Enhancing the radiance of short-arc discharge lamps by recycling lamp emissions back to the radiant source is inherently efficient, especially when lamp emissions are dominated by a background continuum. Almost all the recycled light can be reconstituted (after deducting the optical losses of the surrounding optic) from plasma regions where emitted light is not blocked by the electrodes. For example, in our system with an optical efficiency of 77%, the radiance of some plasma regions and spectral windows can be enhanced by up to the limit of 77% (consistent with the predictions of ). Despite the strongly non-uniform spatial and spectral structure of the plasma, the recycling efficiency was found to vary only weakly over the principal spectral ranges, and was almost independent of whether recycled light traversed hotter lower-emissivity zones versus colder higher-emissivity regimes. A relatively simple one-node plasma model can account for some of the salient experimental observations.

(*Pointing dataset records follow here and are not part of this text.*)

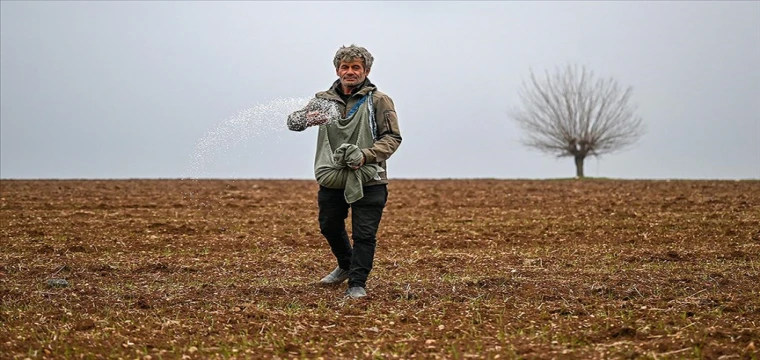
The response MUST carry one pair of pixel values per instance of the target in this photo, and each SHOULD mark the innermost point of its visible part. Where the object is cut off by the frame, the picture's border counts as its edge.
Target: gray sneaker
(336, 277)
(356, 292)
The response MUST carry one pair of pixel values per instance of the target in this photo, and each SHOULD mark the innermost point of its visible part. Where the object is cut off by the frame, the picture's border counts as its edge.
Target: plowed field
(464, 269)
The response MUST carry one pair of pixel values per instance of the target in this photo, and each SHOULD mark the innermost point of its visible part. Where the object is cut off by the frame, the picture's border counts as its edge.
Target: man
(361, 107)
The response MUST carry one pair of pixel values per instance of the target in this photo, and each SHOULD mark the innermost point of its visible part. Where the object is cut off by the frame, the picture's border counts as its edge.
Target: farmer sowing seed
(358, 132)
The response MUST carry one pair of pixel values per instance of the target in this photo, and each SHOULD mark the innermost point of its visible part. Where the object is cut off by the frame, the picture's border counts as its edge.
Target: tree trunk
(579, 166)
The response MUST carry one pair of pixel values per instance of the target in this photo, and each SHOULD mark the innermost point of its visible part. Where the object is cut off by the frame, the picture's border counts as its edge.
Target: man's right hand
(316, 118)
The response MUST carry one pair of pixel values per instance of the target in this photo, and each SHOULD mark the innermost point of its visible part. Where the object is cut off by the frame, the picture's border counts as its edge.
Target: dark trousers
(365, 221)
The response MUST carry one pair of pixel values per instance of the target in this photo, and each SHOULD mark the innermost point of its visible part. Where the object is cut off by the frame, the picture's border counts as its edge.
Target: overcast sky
(132, 89)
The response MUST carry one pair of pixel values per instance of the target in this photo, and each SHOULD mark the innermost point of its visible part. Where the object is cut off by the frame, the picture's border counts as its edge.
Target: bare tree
(572, 114)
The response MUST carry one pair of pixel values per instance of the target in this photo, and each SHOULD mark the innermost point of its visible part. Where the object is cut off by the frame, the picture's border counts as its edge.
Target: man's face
(351, 73)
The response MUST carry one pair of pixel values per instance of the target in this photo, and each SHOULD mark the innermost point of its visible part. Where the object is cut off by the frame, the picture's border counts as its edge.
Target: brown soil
(480, 268)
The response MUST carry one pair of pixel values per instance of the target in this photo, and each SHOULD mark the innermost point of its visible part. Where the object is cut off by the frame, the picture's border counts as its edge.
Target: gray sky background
(129, 89)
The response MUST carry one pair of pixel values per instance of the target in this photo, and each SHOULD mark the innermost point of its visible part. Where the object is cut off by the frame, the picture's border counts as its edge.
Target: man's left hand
(360, 163)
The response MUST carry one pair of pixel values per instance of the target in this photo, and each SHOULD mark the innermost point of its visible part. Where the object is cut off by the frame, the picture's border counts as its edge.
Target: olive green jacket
(386, 120)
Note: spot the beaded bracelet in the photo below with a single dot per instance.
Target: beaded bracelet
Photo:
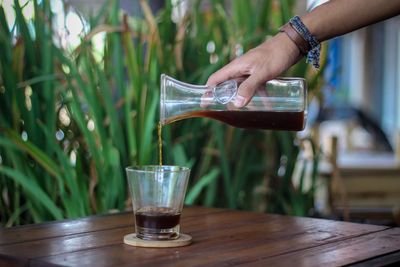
(315, 47)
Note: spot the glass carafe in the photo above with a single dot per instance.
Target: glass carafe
(279, 105)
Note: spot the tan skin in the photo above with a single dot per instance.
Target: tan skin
(277, 54)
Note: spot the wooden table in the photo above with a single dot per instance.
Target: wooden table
(221, 238)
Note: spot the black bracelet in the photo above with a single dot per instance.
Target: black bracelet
(315, 51)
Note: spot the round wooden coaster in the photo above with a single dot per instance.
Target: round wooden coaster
(132, 240)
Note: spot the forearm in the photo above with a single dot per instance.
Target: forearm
(338, 17)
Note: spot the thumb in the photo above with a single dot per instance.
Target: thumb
(247, 90)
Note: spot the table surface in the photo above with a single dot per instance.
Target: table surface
(221, 238)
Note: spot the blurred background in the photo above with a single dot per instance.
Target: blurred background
(79, 101)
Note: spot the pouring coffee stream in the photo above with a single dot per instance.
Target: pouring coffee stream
(279, 105)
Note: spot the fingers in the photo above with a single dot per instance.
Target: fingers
(232, 70)
(246, 90)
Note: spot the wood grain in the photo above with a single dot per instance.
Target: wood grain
(220, 238)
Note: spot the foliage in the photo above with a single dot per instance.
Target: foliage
(70, 122)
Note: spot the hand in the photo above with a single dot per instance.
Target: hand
(259, 65)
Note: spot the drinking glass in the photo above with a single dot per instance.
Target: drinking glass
(157, 194)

However, the high-emissivity peaks (which constitute ~20% of full-spectrum plasma-arc emissions in Xenon lamps) display substantially lower recycling efficiency relative to that of the continuum. This can be understood in terms of the absorbed recycled light at these peaks being redistributed within the background continuum, such that its contribution at the peaks should be reduced in proportion to the lower emissivity of the continuum radiation.
More significantly, the net recycling boost – measured as ranging from 23% for small-gap recycling to 38% for full-gap recycling - is markedly lower than that deduced from localized measurements. The reason appears to be geometric. In full-gap recycling, the brightest region of the recycled image is projected at the tip of a broad anode that obstructs a sizeable fraction of the radiation. In small-gap recycling, most of the recycled light is projected outside the plasma arc. These differences sharpen the tradeoff between maximum radiance and maximum efficiency strategies in light recycling. In addition, the hotter electrode temperatures that light recycling produces may degrade the electrodes faster and hence reduce lamp lifetime  – an issue for future investigation.